Selon le cabinet du ministère de la Justice, plusieurs éléments soulèvent de sérieuses préoccupations. « Les informations disponibles sur ce contrat laissent apparaître de fortes présomptions d’irrégularités, notamment : le décaissement de plus d’un million de dollars américains, dont une partie demeure sans justification ; l’absence de livrables conformément aux stipulations contractuelles ; des violations manifestes des règles de gestion des finances publiques et de passation des marchés », indique le communiqué.

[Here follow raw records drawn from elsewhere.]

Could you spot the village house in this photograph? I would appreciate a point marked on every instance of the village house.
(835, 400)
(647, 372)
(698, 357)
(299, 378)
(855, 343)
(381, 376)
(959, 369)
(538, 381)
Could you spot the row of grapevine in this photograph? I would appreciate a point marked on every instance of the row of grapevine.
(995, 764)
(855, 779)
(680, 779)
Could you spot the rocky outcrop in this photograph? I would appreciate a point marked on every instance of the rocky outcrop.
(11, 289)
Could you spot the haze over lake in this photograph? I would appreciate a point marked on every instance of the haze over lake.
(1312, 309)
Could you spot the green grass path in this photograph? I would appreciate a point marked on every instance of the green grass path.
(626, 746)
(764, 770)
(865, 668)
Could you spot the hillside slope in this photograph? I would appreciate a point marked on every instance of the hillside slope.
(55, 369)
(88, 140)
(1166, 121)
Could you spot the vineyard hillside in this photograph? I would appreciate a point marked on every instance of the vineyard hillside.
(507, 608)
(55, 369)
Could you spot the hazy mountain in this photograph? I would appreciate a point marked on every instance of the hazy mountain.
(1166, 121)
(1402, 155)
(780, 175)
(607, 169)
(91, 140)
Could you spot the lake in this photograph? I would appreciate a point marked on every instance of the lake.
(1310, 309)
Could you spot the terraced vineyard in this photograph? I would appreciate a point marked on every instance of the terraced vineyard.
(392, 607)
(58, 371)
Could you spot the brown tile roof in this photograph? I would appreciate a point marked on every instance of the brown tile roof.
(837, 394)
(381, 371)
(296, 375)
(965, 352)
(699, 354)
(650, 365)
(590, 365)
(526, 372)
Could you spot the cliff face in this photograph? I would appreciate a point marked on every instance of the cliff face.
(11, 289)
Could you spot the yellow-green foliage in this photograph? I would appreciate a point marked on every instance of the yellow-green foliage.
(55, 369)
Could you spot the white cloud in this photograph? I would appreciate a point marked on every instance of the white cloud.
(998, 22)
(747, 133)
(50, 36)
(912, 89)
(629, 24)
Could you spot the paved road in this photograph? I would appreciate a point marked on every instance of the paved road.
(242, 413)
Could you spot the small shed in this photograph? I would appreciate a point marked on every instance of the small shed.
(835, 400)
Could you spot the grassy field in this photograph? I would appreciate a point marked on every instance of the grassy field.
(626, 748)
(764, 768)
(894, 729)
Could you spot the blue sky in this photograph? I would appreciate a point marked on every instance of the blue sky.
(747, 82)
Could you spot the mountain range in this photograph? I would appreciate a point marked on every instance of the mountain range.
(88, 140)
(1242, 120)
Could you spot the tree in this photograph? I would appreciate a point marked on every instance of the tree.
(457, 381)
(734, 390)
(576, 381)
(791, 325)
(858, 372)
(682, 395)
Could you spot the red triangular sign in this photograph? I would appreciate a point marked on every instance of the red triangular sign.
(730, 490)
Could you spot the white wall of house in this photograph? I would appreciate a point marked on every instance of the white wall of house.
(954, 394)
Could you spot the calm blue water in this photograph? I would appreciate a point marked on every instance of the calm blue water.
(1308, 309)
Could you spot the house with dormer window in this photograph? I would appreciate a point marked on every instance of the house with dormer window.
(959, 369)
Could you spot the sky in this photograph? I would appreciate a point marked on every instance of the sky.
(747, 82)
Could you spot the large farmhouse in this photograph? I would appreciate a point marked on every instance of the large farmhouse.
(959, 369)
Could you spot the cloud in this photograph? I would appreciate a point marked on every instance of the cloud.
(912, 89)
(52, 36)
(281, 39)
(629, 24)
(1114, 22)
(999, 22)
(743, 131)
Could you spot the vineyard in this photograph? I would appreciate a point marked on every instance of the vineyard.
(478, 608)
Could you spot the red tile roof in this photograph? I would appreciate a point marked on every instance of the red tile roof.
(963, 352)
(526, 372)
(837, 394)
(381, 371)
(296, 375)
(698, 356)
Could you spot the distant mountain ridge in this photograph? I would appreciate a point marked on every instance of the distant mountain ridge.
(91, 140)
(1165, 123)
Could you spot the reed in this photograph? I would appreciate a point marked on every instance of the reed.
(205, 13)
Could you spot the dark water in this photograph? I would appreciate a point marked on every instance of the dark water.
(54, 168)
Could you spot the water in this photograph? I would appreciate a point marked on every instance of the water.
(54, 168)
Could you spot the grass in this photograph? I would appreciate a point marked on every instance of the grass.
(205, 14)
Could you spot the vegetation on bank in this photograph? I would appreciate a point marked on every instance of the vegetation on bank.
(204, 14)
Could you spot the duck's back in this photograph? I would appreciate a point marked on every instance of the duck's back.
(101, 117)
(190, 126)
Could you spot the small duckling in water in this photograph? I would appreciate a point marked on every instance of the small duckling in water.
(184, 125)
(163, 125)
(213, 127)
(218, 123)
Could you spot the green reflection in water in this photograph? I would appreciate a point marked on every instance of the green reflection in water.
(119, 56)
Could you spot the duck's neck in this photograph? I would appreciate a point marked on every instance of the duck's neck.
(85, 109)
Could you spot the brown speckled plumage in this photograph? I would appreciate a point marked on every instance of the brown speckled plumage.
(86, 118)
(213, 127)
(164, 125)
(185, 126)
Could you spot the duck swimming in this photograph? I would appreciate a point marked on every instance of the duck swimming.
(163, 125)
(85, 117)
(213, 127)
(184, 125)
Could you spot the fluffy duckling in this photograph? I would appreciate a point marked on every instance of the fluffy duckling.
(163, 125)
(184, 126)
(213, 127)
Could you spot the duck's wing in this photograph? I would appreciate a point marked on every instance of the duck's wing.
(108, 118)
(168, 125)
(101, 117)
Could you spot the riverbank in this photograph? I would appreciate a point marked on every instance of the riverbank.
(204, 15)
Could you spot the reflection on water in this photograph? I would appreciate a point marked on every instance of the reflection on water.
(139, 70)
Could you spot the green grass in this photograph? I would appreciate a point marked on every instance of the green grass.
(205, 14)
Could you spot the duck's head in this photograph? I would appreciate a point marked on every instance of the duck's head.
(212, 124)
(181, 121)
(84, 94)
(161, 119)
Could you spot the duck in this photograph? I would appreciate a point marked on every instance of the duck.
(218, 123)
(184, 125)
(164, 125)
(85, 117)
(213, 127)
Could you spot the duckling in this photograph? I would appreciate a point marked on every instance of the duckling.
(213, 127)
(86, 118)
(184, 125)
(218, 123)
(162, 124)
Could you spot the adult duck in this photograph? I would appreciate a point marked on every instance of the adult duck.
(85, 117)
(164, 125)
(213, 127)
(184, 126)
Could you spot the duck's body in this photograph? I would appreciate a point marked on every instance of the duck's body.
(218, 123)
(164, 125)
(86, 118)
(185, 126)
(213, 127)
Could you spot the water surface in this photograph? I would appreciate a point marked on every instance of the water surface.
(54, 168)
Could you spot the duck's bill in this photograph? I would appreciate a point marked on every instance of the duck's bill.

DIVO SARL avait déjà produit un documentaire de six minutes dans le cadre du GENOCOST (Génocide pour des gains économiques), à un coût jugé excessivement élevé par plusieurs observateurs.
Cette affaire avait auparavant été documentée par le mouvement citoyen Filimbi dans un rapport intitulé « Réparer les victimes, pas détourner les fonds », accusant le FRIVAO d’une gestion financière opaque et de violations des procédures légales. L’organisation dénonçait notamment une passation de marché de gré à gré entre le Fonds et la société privée.
D’après ce rapport, le contrat, initialement évalué à 700 000 dollars américains, prévoyait la livraison du documentaire dans un délai de deux mois. Toutefois, la production n’aurait été présentée qu’après six mois, uniquement à Kinshasa, à la suite d’une forte pression exercée par Filimbi réclamant des explications publiques sur l’utilisation des fonds destinés aux victimes.